Samsung: “We’ll kill the iPod too!”
Yet again, another company plans to kill the iPod:
“What’s the difference between how they have gone to market and how we have gone to market? It’s real simple. They spent $165 million last year to advertise Apple MP3 products. We spent $1 million,” Weedfald said. “We are going to break the code. In 2006, we are going to over-invest in advertising and marketing around these really hot, new digital video and digital audio products, and we will spend tens of millions of dollars.”
Overinvest in advertising and marketing? The best part of the iPod is the buzz?
Oh wait, it gets better. How does Samsung plan to do what everyone else has tried in the past 5 years and succeed?
In North America, Samsung will launch more than 180 new products or upgrades to existing products, according to Weedfald. For over a year, it has released a new cell phone in North America every two weeks, he said.
“The moniker we want to be known for is as a jaunty, flinty, spirited technology leader,” he said. “The way you have to do that is continue to come out with technology breakthroughs.”
Many of the company’s music players will sport dual functionality. The Helix and Nexus MP3 players, unfurled at CES, come with an integrated XM satellite radio receiver. The devices took about four and half months to concoct from conception to final product, Weedfald said.

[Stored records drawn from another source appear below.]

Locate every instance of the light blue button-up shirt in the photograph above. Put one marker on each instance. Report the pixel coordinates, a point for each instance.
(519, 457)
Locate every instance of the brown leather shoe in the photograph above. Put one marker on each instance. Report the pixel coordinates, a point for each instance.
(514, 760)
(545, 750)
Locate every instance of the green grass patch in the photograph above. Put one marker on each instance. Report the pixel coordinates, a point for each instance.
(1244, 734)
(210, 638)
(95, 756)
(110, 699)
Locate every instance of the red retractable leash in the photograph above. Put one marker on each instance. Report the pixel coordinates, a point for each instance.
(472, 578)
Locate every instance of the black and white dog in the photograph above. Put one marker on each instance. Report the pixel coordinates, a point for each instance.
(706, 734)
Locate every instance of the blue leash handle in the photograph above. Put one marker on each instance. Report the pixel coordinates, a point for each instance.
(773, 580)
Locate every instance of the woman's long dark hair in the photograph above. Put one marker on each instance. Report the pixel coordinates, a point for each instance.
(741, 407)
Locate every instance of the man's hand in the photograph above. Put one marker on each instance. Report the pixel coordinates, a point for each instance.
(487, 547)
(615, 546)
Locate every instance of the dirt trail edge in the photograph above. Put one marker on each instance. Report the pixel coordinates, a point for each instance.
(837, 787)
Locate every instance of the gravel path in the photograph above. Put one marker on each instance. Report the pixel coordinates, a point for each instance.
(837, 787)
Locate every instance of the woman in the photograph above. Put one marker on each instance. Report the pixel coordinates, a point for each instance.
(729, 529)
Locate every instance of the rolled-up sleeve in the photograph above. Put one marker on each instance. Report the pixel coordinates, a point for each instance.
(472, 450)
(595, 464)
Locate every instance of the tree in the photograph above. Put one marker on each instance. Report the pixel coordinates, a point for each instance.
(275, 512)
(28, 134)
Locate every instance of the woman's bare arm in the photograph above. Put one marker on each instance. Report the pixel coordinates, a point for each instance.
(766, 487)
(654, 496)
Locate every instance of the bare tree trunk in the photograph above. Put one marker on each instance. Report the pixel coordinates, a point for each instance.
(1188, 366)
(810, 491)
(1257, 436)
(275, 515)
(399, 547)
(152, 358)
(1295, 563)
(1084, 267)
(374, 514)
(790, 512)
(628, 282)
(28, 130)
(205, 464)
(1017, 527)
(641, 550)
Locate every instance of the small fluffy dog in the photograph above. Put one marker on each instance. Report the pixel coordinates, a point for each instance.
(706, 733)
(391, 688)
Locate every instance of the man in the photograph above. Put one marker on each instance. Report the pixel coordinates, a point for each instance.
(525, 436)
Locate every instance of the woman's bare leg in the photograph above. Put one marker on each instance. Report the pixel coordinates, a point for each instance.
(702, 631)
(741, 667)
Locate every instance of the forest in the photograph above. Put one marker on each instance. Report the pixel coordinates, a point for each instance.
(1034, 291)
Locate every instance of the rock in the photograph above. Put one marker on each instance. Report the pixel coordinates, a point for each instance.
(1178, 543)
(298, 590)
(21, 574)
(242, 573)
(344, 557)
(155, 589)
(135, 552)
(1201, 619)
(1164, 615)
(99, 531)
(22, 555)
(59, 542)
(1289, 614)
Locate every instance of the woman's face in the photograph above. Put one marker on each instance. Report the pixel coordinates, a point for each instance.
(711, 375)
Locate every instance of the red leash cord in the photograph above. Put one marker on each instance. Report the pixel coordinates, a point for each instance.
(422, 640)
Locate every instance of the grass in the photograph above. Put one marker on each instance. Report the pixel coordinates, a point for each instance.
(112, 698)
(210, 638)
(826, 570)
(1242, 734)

Other products will combine a portable TV with a music player.
Samsung will also try to jumpstart the portable video market this year. Some portable video devices will be primarily video players, while others will be phones or MP3 players first.
So they’re going to throw a barrage of products, repeatedly, with a bunch of semi-complete features (that’s been the history of these “multi-function” devices, and I see no reason to think that Samsung will pursue a different path, especially considering their jack-of-all-trades phones) that won’t entice people.
Great strategy, guys!
If Samsung thinks they can beat Apple in their market by producing multifunction devices that are outdated two weeks after people buy them and running the company into bankruptcy while advertising the hell out of them, one thing’s for sure. We won’t see a whole lot of Samsung MP3 players on people’s hips come this spring.
I believe I addressed something like this in my last post about some other iPod killer:
Companies are throwing so much crap out there and updating them so fast that it turns people off. Players from iRiver, Samsung, Toshiba, and Creative are exchanged out of store showcases so fast people don’t even want them. In fact, give yourself a little test. Walk into Best Buy (I hate it but it’s to make a point) and look at the variations other manufacturers are offering.
Wait a month.
Go back into Best Buy and look at what they’re offering.
If they have no confidence in their offerings, why should consumers?
I think Samsung just went a long way toward proving exactly what I was saying.